Breedband reflectieve multispectrale beeldgegevens worden het meest gebruikt voor geologische en milieustudies en worden beschouwd als een effectief operationeel instrument voor het in kaart brengen van tektonische structuren en lithologie, voor de exploratie van mineralen, voor logistieke planning, en voor veldonderzoeksnavigatie. Deze groep sensoren, die het toepassingsgebied van aardobservatie uitbreiden tot planeetonderzoek, zijn vaak de belangrijkste instrumenten voor het verzamelen van gegevens van andere planeten. Een typisch voorbeeld is de verkenning van Mars.

De Amerikaanse Landsat-satellietfamilie TM, ETM +, en de Franse SPOT (Système Pour 1’Observation de la Terre) satellietfamilie hoge resolutie zichtbaar (HRV) zijn de meest gebruikte aardobservatiesystemen, die breedband multispectrale en panchromatische beeldgegevens met een wereldwijde dekking verschaffen. Zoals blijkt uit tabel 1 werken deze soorten sensorsystemen in: het zichtbare spectrale bereik met banden die overeenkomen met drie primaire kleuren; blauw (380-440 nm), groen (440-600 nm), en rood (600-750 nm); het nabij-infrarode bereik (NIR) (750-1100 nm), en het kortegolf-infrarode bereik (SWIR) (1550-2400 nm). Het aantal banden en de spectrale breedte in het VNIR (zichtbaar nabij infrarood) en SWIR spectraal bereik zijn afhankelijk van de atmosferische vensters en het sensorontwerp. Zo moet de spectrale breedte van de SWIR-banden veel breder zijn dan die van de zichtbare banden, wil men dezelfde ruimtelijke resolutie bereiken, zoals het geval is voor de TM-banden 5 en 7, omdat de zonnestraling in het SWIR-spectraalgebied aanzienlijk zwakker is dan die in het zichtbare spectraalgebied.

In het algemeen betekent “brede” band dat het spectrale bereik aanzienlijk breder is dan enkele nanometers, behalve in het geval van de hieronder beschreven hyperspectrale sensorsystemen. Breedbandige reflectieve multispectrale sensorsystemen zijn een geslaagd compromis tussen ruimtelijke resolutie en spectrale resolutie. Met relatief brede spectrale banden biedt een dergelijk sensorsysteem een redelijke ruimtelijke resolutie met een hoge SNR (signaal-ruisverhouding) en ondertussen kan een dergelijk systeem, dat in een breed spectraal bereik van VNIR tot SWIR werkt, beelden van multispectrale banden leveren, waardoor belangrijke grondobjecten kunnen worden geïdentificeerd en verschillende types landbedekking kunnen worden onderscheiden. Met de spectaculaire verbetering van de sensortechnologie, van mechanische scanners tot scanners met duwbewegingen en tot digitale CCD-camera’s, wordt de ruimtelijke resolutie van multispectrale breedbandbeelden steeds beter. Voor zonnesynchrone satellieten in de buurt van een polaire omloopbaan is de ruimtelijke resolutie van dit soort sensoren verbeterd van 80 m (Landsat MSS) in de jaren zeventig tot minder dan een meter, bij de huidige systemen, zoals blijkt uit de voorbeelden in tabel 2.
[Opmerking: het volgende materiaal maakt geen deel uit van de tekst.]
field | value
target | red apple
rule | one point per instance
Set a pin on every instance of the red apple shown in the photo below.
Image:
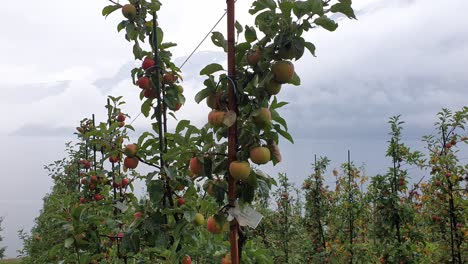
(125, 182)
(187, 260)
(98, 197)
(180, 201)
(147, 63)
(144, 83)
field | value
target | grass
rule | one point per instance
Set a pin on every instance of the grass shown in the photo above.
(10, 261)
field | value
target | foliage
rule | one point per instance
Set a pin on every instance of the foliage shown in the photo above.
(2, 249)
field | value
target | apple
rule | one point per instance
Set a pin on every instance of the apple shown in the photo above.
(176, 107)
(114, 159)
(121, 117)
(144, 83)
(287, 52)
(150, 93)
(125, 182)
(283, 71)
(254, 56)
(196, 167)
(272, 87)
(131, 150)
(212, 101)
(260, 155)
(180, 89)
(187, 260)
(213, 226)
(239, 170)
(169, 78)
(137, 215)
(180, 201)
(147, 63)
(199, 219)
(215, 118)
(86, 164)
(226, 259)
(131, 163)
(98, 197)
(262, 118)
(129, 11)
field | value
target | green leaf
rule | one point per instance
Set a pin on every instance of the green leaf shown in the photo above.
(262, 4)
(202, 95)
(167, 45)
(219, 40)
(146, 107)
(182, 125)
(295, 80)
(137, 51)
(286, 8)
(283, 133)
(109, 9)
(250, 34)
(326, 23)
(156, 191)
(211, 68)
(238, 27)
(311, 47)
(122, 25)
(160, 35)
(68, 242)
(344, 7)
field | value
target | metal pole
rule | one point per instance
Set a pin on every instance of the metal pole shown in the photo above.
(232, 132)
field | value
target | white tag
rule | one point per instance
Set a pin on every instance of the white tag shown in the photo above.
(246, 215)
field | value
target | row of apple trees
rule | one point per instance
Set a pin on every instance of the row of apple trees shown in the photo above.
(93, 215)
(416, 212)
(395, 217)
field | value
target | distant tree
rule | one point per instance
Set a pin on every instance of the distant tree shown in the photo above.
(2, 249)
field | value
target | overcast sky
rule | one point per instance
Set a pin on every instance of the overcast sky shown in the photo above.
(60, 59)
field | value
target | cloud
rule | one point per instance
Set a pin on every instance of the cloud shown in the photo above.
(29, 93)
(388, 62)
(42, 130)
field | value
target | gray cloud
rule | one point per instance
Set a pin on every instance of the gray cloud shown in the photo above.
(42, 130)
(29, 93)
(106, 84)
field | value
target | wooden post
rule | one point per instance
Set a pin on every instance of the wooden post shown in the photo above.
(232, 132)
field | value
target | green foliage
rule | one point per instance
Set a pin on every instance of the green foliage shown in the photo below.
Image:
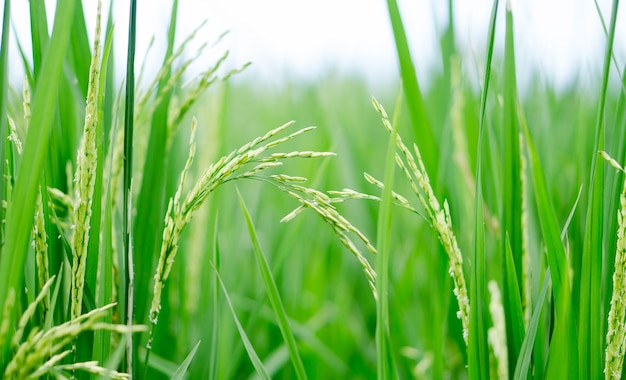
(458, 206)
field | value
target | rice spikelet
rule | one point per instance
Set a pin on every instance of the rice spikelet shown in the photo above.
(440, 219)
(85, 179)
(616, 334)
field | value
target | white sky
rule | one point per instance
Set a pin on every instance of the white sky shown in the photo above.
(305, 38)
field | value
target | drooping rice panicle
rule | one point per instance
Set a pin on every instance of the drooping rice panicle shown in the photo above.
(47, 346)
(30, 311)
(616, 334)
(226, 169)
(93, 368)
(496, 334)
(322, 205)
(13, 137)
(85, 178)
(439, 217)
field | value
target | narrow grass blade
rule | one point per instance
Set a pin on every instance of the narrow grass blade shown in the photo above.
(523, 360)
(184, 366)
(151, 201)
(39, 33)
(478, 365)
(273, 295)
(419, 119)
(385, 363)
(21, 209)
(558, 264)
(511, 201)
(254, 358)
(514, 305)
(592, 319)
(80, 55)
(215, 310)
(4, 86)
(127, 280)
(104, 222)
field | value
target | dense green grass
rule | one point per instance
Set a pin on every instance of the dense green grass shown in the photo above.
(503, 209)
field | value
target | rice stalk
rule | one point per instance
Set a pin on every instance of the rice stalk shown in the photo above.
(41, 250)
(40, 352)
(616, 334)
(85, 179)
(180, 211)
(525, 256)
(439, 218)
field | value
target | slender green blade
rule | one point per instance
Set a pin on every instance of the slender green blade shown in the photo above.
(184, 366)
(103, 251)
(39, 32)
(127, 255)
(417, 109)
(511, 202)
(478, 365)
(523, 361)
(385, 364)
(513, 307)
(558, 264)
(273, 294)
(21, 209)
(254, 358)
(592, 318)
(151, 201)
(80, 55)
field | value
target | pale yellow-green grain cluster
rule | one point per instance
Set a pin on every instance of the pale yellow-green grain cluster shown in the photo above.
(322, 205)
(250, 160)
(616, 335)
(41, 249)
(414, 171)
(496, 334)
(85, 179)
(43, 350)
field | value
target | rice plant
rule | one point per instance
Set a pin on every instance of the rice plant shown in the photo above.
(151, 229)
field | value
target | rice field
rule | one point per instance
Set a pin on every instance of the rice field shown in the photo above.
(208, 227)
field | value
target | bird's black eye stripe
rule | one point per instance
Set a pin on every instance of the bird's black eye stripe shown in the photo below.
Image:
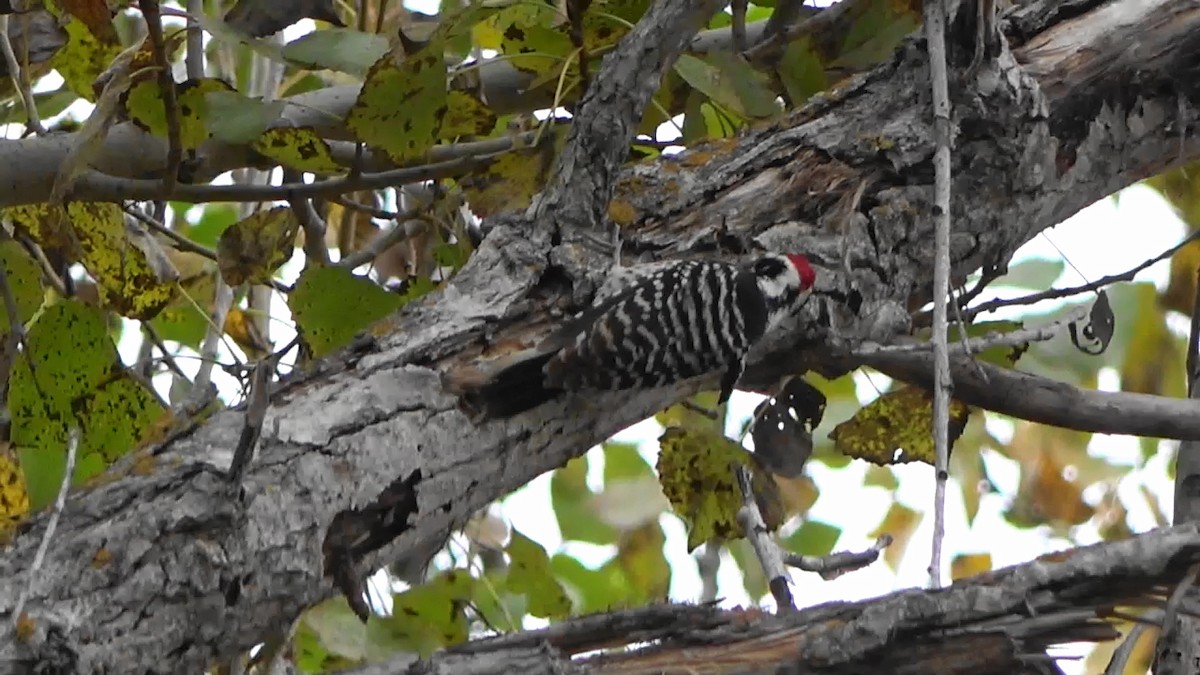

Het VNIR-spectrale bereik wordt door bijna alle breedbandige reflectieve multispectrale sensorsystemen gebruikt. Dit spectrale bereik ligt binnen de piek van de zonnestraling en maakt het dus mogelijk beelden met een hoge resolutie en een hoge SNR te genereren. Het bestrijkt ook diagnostische kenmerken van grote objecten op de grond, zoals de paar voorbeelden hieronder:

Vegetatie: Kleine reflectiepiek in groen, absorptie in rood, en vervolgens een significante reflectiepiek in NIR, vaak de ‘rode rand’ genoemd.

Water: Sterke diffusie en penetratie in blauw en groen, en bijna volledige absorptie in NIR.

Iron oxide (rode bodems, gossans, enz.): Absorptie in blauw en hoge reflectie in rood.

Veel satellietsensorsystemen hebben de blauwe band niet gebruikt, om sterke Rayleigh-verstrooiingseffecten te vermijden die in de atmosfeer optreden en die een beeld “wazig” kunnen maken. Een populaire configuratie is het aanbieden van drie brede spectrale banden in groen, rood en NIR, zoals het geval is bij SPOT 1-3 (tabel 1), maar met de verbetering van de gevoeligheid van de sensoren is dit niet langer het geval voor de meest recente commerciële ruimtegedragen sensoren met hoge ruimtelijke resolutie (tabel 2). In een grafisch computersysteem kunnen we de drie bandbeelden weergeven als een kleurencompositie waarbij NIR wordt weergegeven in rood, rood in groen, en groen in blauw. Een dergelijk kleurcomposietbeeld wordt een standaard valse-kleurcomposiet genoemd. Dit beeld is het meest effectief voor het in kaart brengen van gezonde vegetatie.

Het SWIR-spectraalbereik wordt beschouwd als het meest effectief voor lithologische kartering en de opsporing van mineralen, omdat de meeste gesteentetypen een hoge reflectie hebben in 1,55-1,75 μm en kleimineralen (vaak producten van alteratie) die verband houden met mineralisatie, verschillende absorptiekenmerken hebben in het spectrale bereik 2,0-2,4 μm. Deze twee SWIR-spectrale bereiken, die overeenkomen met Landsat TM-banden 5 en 7, genieten de voorkeur van geologen. SWIR-sensorsystemen zijn technisch moeilijker en gecompliceerder omdat de SWIR-detectoren bij lage temperaturen moeten werken, waarvoor een koelsysteem nodig is (een koelvloeistof met vloeibare stikstof of een cryokoeler) om de detectoren op ongeveer 80 K te houden.

Met zes brede reflecterende spectrale banden biedt Landsat TM/ETM+ al vele jaren de beste spectrale resolutie onder de breedbandsensorsystemen. De zes brede reflecterende spectrale banden zijn zeer effectief voor het onderscheiden van verschillende bodemobjecten, maar zij zijn niet toereikend voor een specifieke identificatie in bepaalde gesteentetypen en belangrijke minerale samenstellingen met betrekking tot minerale afzettingen. Dit vereist een sensorsysteem met een veel hogere spectrale resolutie bij een bandbreedte van enkele nanometers om hun subtiele spectrale signaturen op te lossen. Deze vraag heeft geleid tot de ontwikkeling van hyperspectrale systemen.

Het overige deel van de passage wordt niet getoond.